Reckenfelder Treff am Scheideweg
Neue Mitstreiter sind Mangelware

Reckenfeld -

Im Jahr des 30-jährigen Bestehens steht der Kulturverein „Reckenfelder Treff“ am Scheideweg. Nur noch rund 15 Mitglieder zählt der Verein, etwa die Hälfte bringt sich aktiv ein.

Donnerstag, 05.04.2018, 19:58 Uhr aktualisiert: 06.04.2018, 09:50 Uhr
Der Reckenfelder Treff organisiert eine Fahrt zur Kunsthalle Emden, wo derzeit „The American Dream“ zu sehen ist. Mit dabei: Andy Warhols Abbildung von Paul Anka, die 1976 entstand.
Der Reckenfelder Treff organisiert eine Fahrt zur Kunsthalle Emden, wo derzeit „The American Dream“ zu sehen ist. Mit dabei: Andy Warhols Abbildung von Paul Anka, die 1976 entstand. Foto: Kunsthalle Emden

Zu wenig, um das Angebot langfristig zu sichern. Der Vorsitzende Albert Pauck möchte den Vorsitz am Ende seiner zweiten Amtszeit gerne abgeben. Seit dem Tod der Co-Vorsitzenden Karin Holzgreve schultert er die Vorstandsarbeit fast allein. Ist er mal auf Reisen, gibt es niemanden, der sich unterdessen kümmern könnte.

Davon (noch) unbeeindruckt hat der Reckenfelder Treff wieder ein buntes Programm für die kommenden Monate auf die Beine gestellt. Den Auftakt macht am 29. April eine Zugfahrt nach Emden wo in der Kunsthalle die Ausstellung „The American Dream – Amerikanischer Realismus 1965 – 2017“ besucht wird. „Ich war da – das lohnt sich“, schwärmt Albert Pauck. Einige Plätze sind noch frei, maximal können 40 Personen mitfahren. Die Teilnahme kostet 12 Euro (inkl. Zugfahrt und Eintritt). Anmeldungen per Mail an albert.pauck@gmail.com.

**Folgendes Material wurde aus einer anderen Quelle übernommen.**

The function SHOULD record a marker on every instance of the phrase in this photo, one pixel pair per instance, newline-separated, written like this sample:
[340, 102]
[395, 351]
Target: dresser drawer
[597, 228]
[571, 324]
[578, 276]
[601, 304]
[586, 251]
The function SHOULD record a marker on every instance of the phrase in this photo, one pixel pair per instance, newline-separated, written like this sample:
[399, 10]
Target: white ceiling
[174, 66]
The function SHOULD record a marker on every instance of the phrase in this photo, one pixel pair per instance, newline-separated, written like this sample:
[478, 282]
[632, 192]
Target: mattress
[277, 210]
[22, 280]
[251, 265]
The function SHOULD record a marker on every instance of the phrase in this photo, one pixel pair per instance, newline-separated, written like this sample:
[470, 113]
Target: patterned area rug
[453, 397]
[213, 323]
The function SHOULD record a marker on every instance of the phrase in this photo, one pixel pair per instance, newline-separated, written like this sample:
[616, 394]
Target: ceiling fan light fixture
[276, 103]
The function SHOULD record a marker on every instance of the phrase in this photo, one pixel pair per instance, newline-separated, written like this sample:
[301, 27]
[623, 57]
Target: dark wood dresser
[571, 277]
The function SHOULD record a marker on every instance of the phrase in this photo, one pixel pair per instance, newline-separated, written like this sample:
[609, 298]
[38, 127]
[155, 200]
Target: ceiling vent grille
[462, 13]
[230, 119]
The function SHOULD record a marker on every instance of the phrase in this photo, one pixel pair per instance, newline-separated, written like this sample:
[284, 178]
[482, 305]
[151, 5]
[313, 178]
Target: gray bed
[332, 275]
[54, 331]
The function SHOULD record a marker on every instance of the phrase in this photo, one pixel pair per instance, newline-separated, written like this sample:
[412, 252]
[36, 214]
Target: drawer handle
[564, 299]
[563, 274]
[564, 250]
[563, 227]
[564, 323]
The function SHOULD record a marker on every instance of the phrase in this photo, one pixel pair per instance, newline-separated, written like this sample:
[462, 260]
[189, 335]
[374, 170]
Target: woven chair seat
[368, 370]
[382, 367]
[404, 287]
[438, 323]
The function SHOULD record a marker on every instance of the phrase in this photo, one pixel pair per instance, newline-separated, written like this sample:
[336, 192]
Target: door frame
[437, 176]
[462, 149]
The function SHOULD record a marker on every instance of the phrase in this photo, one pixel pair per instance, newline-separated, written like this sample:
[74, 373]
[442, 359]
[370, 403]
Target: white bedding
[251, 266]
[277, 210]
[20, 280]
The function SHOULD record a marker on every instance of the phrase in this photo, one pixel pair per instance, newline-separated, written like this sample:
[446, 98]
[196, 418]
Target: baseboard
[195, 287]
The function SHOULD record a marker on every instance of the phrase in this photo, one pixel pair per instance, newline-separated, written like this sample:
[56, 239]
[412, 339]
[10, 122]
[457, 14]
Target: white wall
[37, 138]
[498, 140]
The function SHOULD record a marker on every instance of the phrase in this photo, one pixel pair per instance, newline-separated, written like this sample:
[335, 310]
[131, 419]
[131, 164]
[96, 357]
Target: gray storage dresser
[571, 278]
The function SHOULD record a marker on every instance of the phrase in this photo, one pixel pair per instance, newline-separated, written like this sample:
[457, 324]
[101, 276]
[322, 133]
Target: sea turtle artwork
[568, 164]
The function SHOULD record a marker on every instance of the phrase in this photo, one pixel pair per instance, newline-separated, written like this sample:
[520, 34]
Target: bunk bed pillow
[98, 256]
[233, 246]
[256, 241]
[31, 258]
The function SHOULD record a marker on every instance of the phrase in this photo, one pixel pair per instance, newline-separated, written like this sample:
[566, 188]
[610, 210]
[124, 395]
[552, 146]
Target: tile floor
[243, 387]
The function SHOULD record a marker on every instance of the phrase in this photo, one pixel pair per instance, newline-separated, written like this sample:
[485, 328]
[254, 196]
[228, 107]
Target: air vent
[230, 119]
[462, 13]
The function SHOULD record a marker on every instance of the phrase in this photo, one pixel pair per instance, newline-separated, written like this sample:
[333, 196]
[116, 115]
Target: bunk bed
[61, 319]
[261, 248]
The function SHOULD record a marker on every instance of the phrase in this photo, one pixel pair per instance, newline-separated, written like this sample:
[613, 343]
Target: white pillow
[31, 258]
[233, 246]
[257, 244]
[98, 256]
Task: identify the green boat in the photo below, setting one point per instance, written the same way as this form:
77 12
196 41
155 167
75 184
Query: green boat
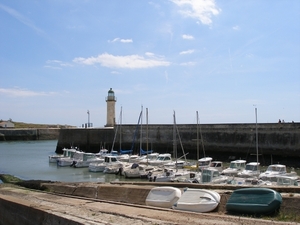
257 201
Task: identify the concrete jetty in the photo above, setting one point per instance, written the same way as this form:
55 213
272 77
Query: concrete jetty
277 142
114 203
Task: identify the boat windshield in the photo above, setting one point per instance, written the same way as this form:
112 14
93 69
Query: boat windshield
251 167
205 163
233 165
276 169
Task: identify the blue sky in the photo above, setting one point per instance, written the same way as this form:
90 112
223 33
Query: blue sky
58 59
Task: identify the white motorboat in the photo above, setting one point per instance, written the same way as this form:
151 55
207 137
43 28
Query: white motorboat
212 176
68 161
109 160
149 157
86 159
251 170
161 160
235 167
217 165
198 200
66 153
164 197
272 172
137 171
287 181
167 175
204 162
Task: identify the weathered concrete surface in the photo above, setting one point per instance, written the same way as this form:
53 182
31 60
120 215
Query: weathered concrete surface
136 192
277 142
13 134
24 206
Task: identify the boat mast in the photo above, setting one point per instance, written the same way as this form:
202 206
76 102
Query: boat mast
198 155
174 140
201 137
141 133
256 137
121 129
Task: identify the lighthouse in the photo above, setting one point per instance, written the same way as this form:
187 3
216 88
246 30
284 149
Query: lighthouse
111 101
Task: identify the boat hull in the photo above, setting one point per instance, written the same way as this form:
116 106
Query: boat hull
254 201
198 200
163 197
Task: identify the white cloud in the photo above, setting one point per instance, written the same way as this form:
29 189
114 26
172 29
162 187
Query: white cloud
18 92
187 52
120 40
129 61
56 64
202 10
187 37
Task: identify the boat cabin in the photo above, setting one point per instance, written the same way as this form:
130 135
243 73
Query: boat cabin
110 158
204 162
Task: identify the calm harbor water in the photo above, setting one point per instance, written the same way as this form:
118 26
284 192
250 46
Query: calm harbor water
28 160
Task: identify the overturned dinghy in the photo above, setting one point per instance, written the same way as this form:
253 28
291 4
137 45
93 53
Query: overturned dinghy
163 197
198 200
254 201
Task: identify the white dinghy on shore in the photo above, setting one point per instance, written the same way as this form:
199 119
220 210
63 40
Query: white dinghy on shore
198 200
164 197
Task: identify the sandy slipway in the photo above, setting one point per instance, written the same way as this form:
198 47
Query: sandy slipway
98 203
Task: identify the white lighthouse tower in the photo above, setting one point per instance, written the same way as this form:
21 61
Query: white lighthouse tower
111 101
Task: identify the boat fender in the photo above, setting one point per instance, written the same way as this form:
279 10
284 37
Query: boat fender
120 171
73 163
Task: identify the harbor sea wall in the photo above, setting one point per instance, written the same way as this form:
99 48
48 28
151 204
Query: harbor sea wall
13 134
277 142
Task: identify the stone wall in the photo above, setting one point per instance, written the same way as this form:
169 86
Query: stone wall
12 134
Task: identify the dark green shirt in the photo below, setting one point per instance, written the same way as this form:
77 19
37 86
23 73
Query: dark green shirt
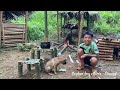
91 49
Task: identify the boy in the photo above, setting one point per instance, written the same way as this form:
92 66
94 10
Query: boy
88 51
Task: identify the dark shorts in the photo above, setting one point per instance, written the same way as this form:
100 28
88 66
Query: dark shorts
86 59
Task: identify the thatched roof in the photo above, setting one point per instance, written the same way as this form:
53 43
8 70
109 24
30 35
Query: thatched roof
75 14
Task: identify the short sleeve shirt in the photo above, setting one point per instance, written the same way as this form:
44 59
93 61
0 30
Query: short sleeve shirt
91 49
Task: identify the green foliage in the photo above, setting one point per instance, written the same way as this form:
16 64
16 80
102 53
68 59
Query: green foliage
108 23
36 24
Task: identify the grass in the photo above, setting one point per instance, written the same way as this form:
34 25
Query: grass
109 23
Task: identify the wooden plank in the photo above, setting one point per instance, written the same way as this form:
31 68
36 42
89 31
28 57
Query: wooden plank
8 25
14 29
14 41
10 44
10 32
12 37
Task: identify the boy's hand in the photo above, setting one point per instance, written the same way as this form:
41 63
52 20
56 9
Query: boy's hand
84 55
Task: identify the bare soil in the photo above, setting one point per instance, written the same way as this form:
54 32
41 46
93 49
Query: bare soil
9 68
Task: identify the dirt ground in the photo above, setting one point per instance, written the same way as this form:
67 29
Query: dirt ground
9 68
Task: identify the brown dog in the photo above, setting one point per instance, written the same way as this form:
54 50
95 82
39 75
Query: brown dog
54 62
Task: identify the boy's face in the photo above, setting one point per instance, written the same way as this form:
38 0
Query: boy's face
87 39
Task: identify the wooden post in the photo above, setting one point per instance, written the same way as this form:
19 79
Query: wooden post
38 54
28 66
1 15
42 65
37 68
57 27
55 52
80 27
20 69
61 23
88 22
52 53
46 27
33 54
26 25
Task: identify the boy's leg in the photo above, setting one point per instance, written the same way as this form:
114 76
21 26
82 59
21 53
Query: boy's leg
79 54
93 61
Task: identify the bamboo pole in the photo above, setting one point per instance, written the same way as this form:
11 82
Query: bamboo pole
57 27
80 27
26 26
46 28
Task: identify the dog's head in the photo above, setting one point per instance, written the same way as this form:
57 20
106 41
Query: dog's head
63 59
64 62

Schauspielerin Anja Bilabel wird am 27. Mai das Kulturfrühstück im Deutschen Haus gestalten. Sie widmet sich in der Lesung dem Klassiker „Adel verpflichtet“ – eine Krimisatire nach einer Novelle von Oscar Wilde. Der Eintritt (inkl. Frühstück) kostet voraussichtlich 19 Euro. Karten sind etwa 14 Tage vor der Veranstaltung im Deutschen Haus, bei Moro Neno und bei Cramer & Löw erhältlich.

Anfang der Sommerferien bietet Bildhauer Karlheinz Köpfer eine „Jugendwerkstatt Holz“ an. „Gesucht werden noch Jugendliche, die Interesse an einem Gemeinschaftprojekt haben“, erklärt Pauck. Köpfer ist auch beteiligt, wenn am 10. Juni die Neuauflage der „Offenen Gärten“ stattfindet. In seinem Garten werden die „Saxyy Chants“ spielen – diese Teilveranstaltung der „Offenen Gärten“ organisiert der Reckenfelder Treff.

Im September oder Oktober wird Dr. Martin Dziersk erneut für einen kunsthistorischen Vortrag nach Reckenfeld kommen. „Das mach Spaß, ihm zuzuhören. Dziersk ist begnadet gut“, weiß Pauck von etlichen Vortragsabenden. Datum und Thema des Abends werden noch bekannt gegeben.

Und schließlich soll es auch wieder Kindertheater geben. Diese Veranstaltungsreihe hatte der Reckenfelder Treff zuletzt schweren Herzens aussetzen müssen – nun jedoch gibt es Bestrebungen, sie wieder aufleben zu lassen.